Van al de geschriften van Mejufvrouw mastenbroek heeft ons nog geen zoo behaagd als het tegenwoordige, in ons oog, smaakvol en belangrijk werkje; en dit zeggen wij, zoo ten aanzien van het karakteristieke en huisselijke, als vooral ten aanzien van het nuttig en voortreffelijk doel. De verhalen, die naar meer van deze soort verlangen doen, zijn slechts drie in getal. Het eerste (Twintigduizend Gulden uit de Loterij) is de geschiedenis eener voortreffelijke dochter, de lievelinge en opvoedster van haren jongeren broeder en zusje, die de vrede en liefde bewaarde en herstelde in het gezin van haren vader, wiens zaken zeer ten achtere waren door de dwaasheid zijner tweede huisvrouwe, als welke, bij al hare goede eigenschappen, door hare dwaze zucht tot het loterijspelen, het huisgezin op den oever van deszelfs verderf bragt. Maar de waardige dochter erlangde ook hier nog het loon voor hare moeijelijke, maar getrouwe pligtsbetrachting, in een gelukkig huwelijk.

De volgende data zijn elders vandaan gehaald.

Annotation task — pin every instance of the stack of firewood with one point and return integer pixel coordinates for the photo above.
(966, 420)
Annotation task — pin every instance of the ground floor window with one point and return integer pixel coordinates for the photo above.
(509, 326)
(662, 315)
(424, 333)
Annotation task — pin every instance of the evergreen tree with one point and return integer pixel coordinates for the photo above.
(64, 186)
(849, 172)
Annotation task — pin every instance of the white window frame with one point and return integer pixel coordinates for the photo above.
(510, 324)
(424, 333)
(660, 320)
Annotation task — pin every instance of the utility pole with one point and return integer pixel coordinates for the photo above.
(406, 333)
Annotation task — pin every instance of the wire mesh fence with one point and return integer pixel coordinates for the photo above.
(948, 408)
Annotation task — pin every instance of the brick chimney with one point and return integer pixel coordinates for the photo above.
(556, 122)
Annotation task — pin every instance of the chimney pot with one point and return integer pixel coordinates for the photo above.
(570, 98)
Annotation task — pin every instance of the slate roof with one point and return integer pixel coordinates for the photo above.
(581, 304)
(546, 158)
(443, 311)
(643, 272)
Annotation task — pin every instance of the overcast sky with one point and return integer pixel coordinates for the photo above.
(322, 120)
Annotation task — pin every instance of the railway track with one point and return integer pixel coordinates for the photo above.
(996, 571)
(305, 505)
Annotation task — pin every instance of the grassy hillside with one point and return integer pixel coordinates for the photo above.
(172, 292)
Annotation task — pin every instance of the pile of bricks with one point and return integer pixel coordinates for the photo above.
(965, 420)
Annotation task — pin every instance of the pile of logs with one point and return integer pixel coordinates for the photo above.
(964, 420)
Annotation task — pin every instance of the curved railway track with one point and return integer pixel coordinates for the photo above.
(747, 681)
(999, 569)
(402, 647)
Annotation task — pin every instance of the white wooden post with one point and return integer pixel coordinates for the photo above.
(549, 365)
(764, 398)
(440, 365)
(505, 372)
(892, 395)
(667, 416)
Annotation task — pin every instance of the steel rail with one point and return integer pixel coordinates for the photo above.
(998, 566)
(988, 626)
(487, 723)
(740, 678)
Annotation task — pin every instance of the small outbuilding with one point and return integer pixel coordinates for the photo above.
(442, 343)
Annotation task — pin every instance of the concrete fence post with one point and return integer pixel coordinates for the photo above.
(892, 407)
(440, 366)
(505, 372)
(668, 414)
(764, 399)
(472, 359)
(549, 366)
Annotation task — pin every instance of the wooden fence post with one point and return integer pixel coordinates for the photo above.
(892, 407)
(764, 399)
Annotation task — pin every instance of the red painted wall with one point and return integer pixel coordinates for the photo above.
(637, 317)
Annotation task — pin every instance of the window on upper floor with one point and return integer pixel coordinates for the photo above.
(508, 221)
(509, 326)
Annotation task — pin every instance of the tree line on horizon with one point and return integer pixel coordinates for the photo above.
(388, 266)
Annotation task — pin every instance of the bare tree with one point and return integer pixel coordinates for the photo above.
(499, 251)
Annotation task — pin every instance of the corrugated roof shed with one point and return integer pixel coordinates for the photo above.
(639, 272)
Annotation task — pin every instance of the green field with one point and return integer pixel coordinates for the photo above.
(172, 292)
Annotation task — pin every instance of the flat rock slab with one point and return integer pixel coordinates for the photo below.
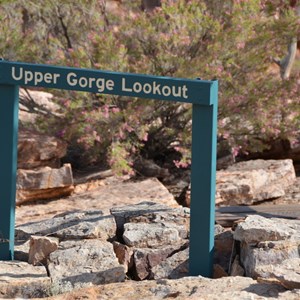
(152, 212)
(76, 225)
(196, 288)
(268, 242)
(253, 181)
(103, 198)
(257, 229)
(285, 273)
(20, 279)
(84, 263)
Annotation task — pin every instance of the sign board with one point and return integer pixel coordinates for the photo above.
(203, 95)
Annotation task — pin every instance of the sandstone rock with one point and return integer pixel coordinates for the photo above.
(124, 255)
(145, 259)
(40, 248)
(44, 183)
(35, 150)
(113, 192)
(21, 252)
(71, 225)
(84, 263)
(175, 266)
(287, 273)
(224, 249)
(257, 229)
(19, 279)
(219, 272)
(195, 288)
(267, 242)
(267, 253)
(144, 235)
(252, 181)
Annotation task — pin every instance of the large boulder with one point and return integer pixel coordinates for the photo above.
(253, 181)
(44, 183)
(71, 225)
(270, 249)
(83, 263)
(36, 150)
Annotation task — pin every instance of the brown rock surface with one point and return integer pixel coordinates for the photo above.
(20, 279)
(107, 194)
(35, 150)
(39, 249)
(196, 288)
(44, 183)
(253, 181)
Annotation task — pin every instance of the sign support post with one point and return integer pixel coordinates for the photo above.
(203, 95)
(9, 99)
(203, 178)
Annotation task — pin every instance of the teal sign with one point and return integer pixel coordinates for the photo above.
(203, 95)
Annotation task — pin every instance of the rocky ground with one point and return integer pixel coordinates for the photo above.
(98, 236)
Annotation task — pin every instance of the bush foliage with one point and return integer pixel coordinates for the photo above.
(233, 41)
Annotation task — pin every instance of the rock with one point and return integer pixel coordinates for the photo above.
(219, 272)
(149, 168)
(124, 255)
(257, 229)
(72, 225)
(84, 263)
(174, 267)
(292, 194)
(265, 254)
(252, 181)
(224, 249)
(40, 248)
(267, 242)
(286, 273)
(195, 288)
(44, 183)
(249, 182)
(19, 279)
(144, 235)
(21, 252)
(36, 150)
(152, 212)
(145, 259)
(236, 268)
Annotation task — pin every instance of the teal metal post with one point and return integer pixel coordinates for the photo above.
(9, 99)
(203, 182)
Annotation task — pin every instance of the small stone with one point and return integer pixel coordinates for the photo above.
(219, 272)
(84, 263)
(20, 279)
(44, 183)
(286, 273)
(236, 268)
(174, 267)
(72, 225)
(257, 228)
(124, 255)
(40, 248)
(144, 235)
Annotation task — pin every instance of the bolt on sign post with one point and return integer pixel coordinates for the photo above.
(203, 95)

Frederika Groenwoud, de heldin van het tweede verhaal, een lief, onschuldig landmeisje, wordt mede de vrouw van een' waardig' man, nadat hare onschuld en ligtgeloovigheid haar bijna tot het slagtoffer gemaakt hadden van eenen adellijken nietswaardigen deugniet, daar zij, juist in tijds nog, in het gevaarlijk oogenblik door haren uitmuntenden pleegbroeder overvallen, en alzoo van den rand des afgronds gered werd. Dit waarschuwend verhaal tegen de gevaren der verleiding is voortreffelijk en met de meeste kieschheid uitgewerkt.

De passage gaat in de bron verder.